Sri Lanka rupee has greater space for market determination: CB Governor

CEAT Kelani Holdings Managing Director Ravi Dadlani (right) and Lanka Ashok Leyland CEO Umesh Gautham exchange the OEM agreement

April 06, 2009 (LBO) – Sri Lankan Central Bank governor Nivard Cabraal said there was greater space for markets to determine the exchange rate, as the country heads for an International Monetary Fund bailout. The Central Bank lost more than two thirds of its reserve trying to defend a peg with the US dollar from last September as short term capital fled the country.

Authorities have maintained that they intervened in the forex markets to maintain stability in the face of volatile global markets.

“We believe that there is greater space for the exchange markets to operate,” Governor Cabraal told reporters Monday.

“It is happening now also.”

The central bank ended interventions in the last week of March. After dipping to 116.10 rupees against the US dollar, the rupee firmed to 115.60 levels in intra-day trading Monday.

In April the exchange rate trends to be strong, with export firms selling dollars to pay festival advances, despite an expansion in the money supply and cash drawn out of the banking system in a ‘private sector sterilization’ phenomenon.

Pressure on the exchange rate usually resumes in May.

The ‘float’ of the rupee is a ‘prior action’ for an IMF bailout as central bank interventions in forex markets and simultaneous cash injections to money markets to sterilize forex sales results in fresh pressure on the currency and more reserve losses.

Cabraal said negotiations were still underway with the IMF, without elaborating.

An IMF bailout is expected in the last week of April if Sri Lanka can fulfil prior actions.

Sri Lanka had submitted a request for 1.9 billion US dollars from IMF, Cabraal said when asked to whether Sri Lanka could get a higher allocation, amid reports that the island may qualify for around 2.4 billion US dollars of assistance.
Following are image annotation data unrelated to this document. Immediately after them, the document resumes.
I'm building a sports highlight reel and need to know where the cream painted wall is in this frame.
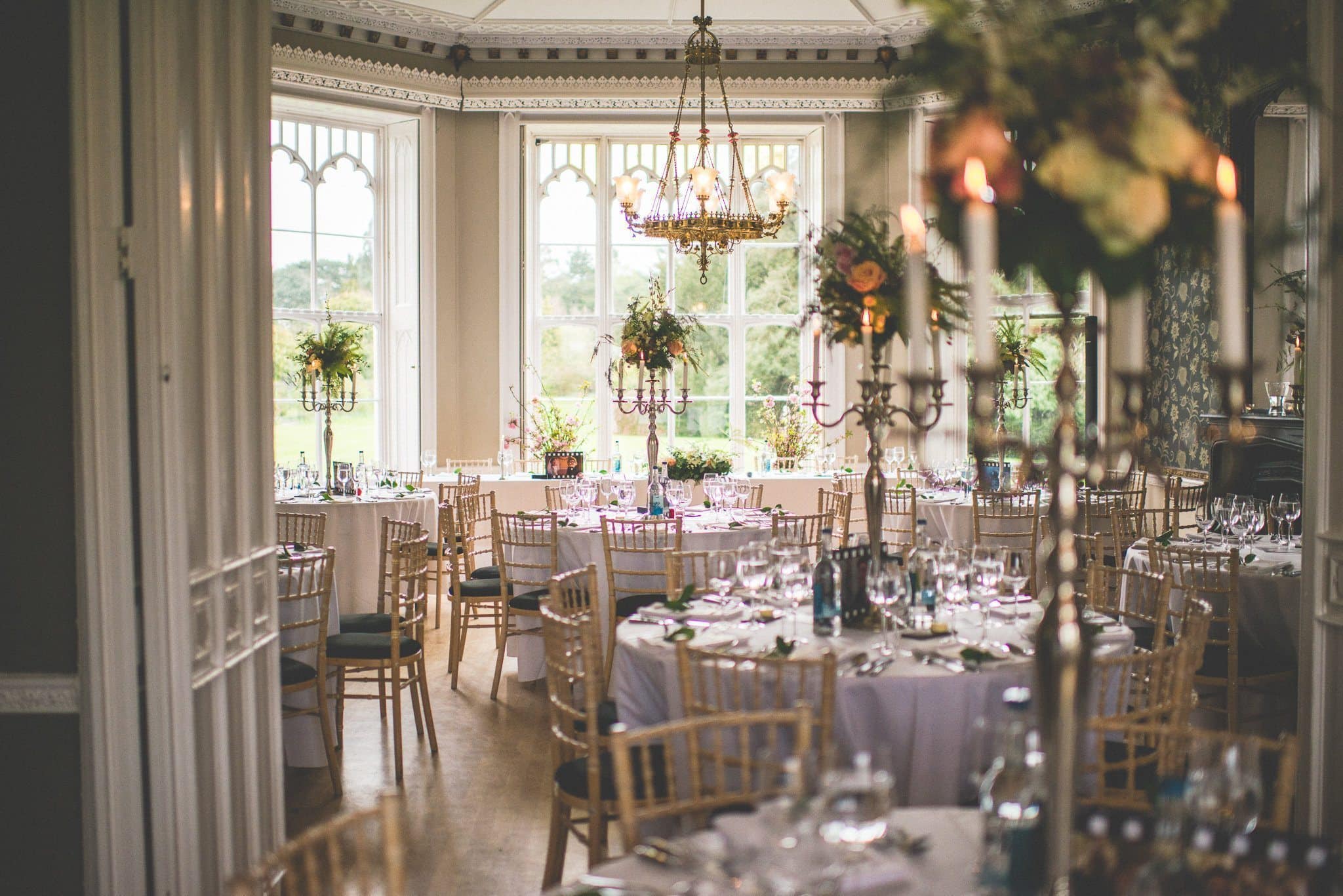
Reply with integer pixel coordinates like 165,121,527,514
434,110,500,458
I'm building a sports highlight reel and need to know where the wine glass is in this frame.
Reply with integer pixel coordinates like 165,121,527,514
737,544,770,626
704,551,737,599
1283,494,1302,548
1001,548,1030,631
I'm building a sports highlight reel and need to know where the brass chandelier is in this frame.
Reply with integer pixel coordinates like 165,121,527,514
615,0,796,283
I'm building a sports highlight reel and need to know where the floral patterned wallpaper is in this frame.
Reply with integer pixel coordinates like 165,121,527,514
1146,73,1230,470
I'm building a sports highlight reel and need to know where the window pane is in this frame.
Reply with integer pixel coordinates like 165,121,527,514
747,325,802,395
672,254,728,315
540,326,596,398
746,246,802,315
691,326,731,397
317,234,373,311
541,246,596,316
270,231,313,309
317,159,373,237
675,399,732,450
611,241,668,315
270,151,313,231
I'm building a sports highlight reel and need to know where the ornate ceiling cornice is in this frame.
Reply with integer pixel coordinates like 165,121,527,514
271,0,928,49
271,45,924,111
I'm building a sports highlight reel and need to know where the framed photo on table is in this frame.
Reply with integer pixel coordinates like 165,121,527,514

Officials said the investors into government treasuries markets as well as short-term credit to the state petroleum utility went out of the country. In October 2008 alone, more than 700 million US dollars had fled the country.

Sri Lanka’s gross official reserves (including net reserves) fell from 3,424 million US dollars in September 2008 to 1.415 million US dollars in January. The Central Bank’s net reserves fell to 1,142 million US dollars.

Since then 293.33 million US dollars had been spent on peg defence. Sovereign debt repayments are not captured in the data.